Bekanntlich haben wir alle eine Mutter und einen Vater. Diese banale Tatsache hatte damals noch eine größere emotionale Bedeutung und war nicht wie heutzutage eine durch gebildete Propaganda überwiegend auf biologische Erkenntnis herabgewürdigte Seelenlosigkeit.
Kompliziert gestalten sich jedoch zu allen Zeiten einige Vaterschaften, die auch nicht selten geleugnet werden. Zellers Vater blieb gänzlich unbekannt. Eine Frau musste den Vater des kleinen Gottfrieds aber wenigstens für entscheidende Augenblicke gekannt haben. Logisch: Zellers Mutter selbst.

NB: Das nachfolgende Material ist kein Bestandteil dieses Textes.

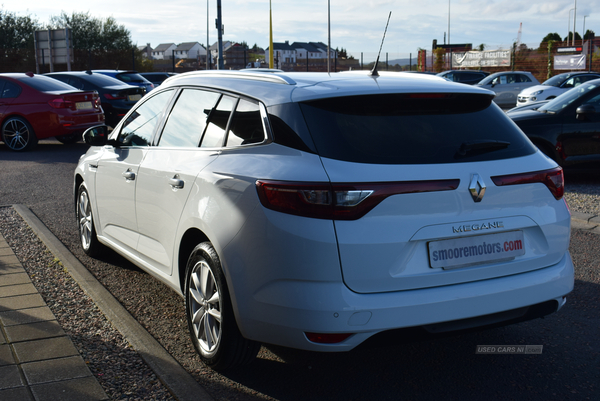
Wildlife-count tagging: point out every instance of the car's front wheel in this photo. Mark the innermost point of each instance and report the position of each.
(211, 320)
(85, 223)
(18, 135)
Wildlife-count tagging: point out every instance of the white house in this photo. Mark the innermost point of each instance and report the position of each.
(146, 50)
(164, 51)
(190, 50)
(282, 53)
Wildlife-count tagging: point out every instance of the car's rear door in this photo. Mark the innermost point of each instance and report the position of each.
(168, 173)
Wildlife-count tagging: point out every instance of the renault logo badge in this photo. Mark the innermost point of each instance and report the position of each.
(477, 188)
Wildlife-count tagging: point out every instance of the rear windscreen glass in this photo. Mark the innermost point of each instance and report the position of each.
(45, 84)
(413, 129)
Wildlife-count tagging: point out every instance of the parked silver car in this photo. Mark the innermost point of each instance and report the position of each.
(507, 85)
(316, 211)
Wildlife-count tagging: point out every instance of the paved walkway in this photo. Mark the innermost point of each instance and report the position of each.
(38, 361)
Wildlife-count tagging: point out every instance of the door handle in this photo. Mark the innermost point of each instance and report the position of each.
(176, 182)
(129, 175)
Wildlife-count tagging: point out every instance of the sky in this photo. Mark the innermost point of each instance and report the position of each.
(355, 25)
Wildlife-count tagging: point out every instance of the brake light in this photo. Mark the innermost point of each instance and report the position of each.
(60, 103)
(553, 179)
(114, 96)
(341, 201)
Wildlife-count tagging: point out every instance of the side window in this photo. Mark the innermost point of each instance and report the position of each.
(217, 123)
(137, 130)
(10, 90)
(246, 126)
(187, 121)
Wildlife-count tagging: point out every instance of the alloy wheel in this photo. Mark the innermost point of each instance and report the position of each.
(16, 134)
(205, 307)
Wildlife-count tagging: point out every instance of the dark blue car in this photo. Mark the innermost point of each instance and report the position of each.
(129, 77)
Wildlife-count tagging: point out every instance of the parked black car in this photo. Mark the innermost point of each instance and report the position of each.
(566, 128)
(470, 77)
(157, 78)
(116, 97)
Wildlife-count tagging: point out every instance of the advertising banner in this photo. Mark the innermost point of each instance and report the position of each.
(570, 62)
(487, 58)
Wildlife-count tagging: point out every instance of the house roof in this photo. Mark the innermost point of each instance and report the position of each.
(163, 47)
(226, 45)
(281, 46)
(187, 45)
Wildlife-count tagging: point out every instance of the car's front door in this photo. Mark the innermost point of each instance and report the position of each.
(117, 173)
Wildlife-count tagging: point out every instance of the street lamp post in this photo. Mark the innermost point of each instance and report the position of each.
(574, 21)
(569, 26)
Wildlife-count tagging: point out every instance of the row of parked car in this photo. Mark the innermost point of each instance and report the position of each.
(519, 88)
(559, 115)
(64, 104)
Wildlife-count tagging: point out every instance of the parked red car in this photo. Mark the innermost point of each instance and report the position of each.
(34, 107)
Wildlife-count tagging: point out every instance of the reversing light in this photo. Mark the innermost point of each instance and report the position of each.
(327, 338)
(553, 179)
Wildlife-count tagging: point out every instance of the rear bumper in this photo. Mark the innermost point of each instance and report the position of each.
(284, 311)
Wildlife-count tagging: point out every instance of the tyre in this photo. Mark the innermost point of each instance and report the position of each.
(211, 320)
(85, 223)
(18, 135)
(69, 138)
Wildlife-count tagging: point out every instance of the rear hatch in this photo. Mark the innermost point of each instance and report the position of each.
(456, 193)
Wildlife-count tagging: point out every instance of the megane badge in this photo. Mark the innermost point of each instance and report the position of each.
(477, 188)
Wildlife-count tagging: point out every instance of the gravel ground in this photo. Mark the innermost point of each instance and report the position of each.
(119, 369)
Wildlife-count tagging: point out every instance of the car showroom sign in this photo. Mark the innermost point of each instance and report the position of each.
(488, 58)
(570, 62)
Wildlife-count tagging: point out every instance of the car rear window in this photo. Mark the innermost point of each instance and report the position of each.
(45, 84)
(413, 129)
(131, 77)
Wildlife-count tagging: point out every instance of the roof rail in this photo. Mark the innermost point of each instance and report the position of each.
(267, 76)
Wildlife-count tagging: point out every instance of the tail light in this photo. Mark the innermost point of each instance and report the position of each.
(338, 201)
(553, 179)
(114, 96)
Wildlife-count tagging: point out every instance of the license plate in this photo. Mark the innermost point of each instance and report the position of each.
(466, 251)
(83, 105)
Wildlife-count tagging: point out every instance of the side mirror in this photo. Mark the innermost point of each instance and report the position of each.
(96, 136)
(584, 111)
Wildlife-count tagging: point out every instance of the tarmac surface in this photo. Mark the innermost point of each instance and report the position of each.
(38, 361)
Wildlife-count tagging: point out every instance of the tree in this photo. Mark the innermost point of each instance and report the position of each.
(16, 41)
(552, 36)
(92, 33)
(570, 37)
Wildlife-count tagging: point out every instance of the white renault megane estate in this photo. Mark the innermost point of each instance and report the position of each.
(315, 211)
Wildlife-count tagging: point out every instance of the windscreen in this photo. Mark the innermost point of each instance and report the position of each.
(413, 129)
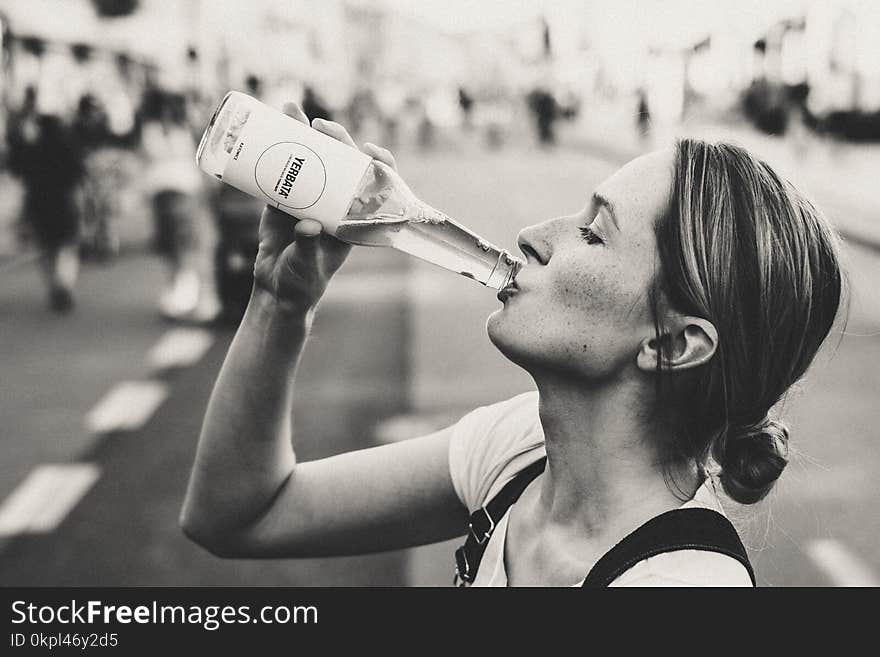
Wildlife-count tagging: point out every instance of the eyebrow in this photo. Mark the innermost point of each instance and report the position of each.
(602, 201)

Diese aber gönnte sich verschiedene Kandidaten und durchaus mehrere entscheidende Augenblicke, die eine Inkubationszeit bis zu Zellers Geburt hätten auslösen können.
Kurzum: Zellers Mutter mochte sich nicht auf einen von fünf infrage kommenden Männern festlegen. Die wiederum waren mit ihrer Entscheidung sehr einverstanden. Das Baby trug übrigens selbst nicht zur Klärung der Vaterfrage bei. Es sah keinem der Kandidaten, die für die Schwangerschaft der Mutter einen entscheidenden Beitrag geleistet haben konnten, auch nicht im Entferntesten ähnlich. Das ließ konsequenterweise den Verdacht eines sechsten potenziellen Erzeugers aufkommen. Diese Unterstellung verbat sich Zellers Mutter mit Nachdruck.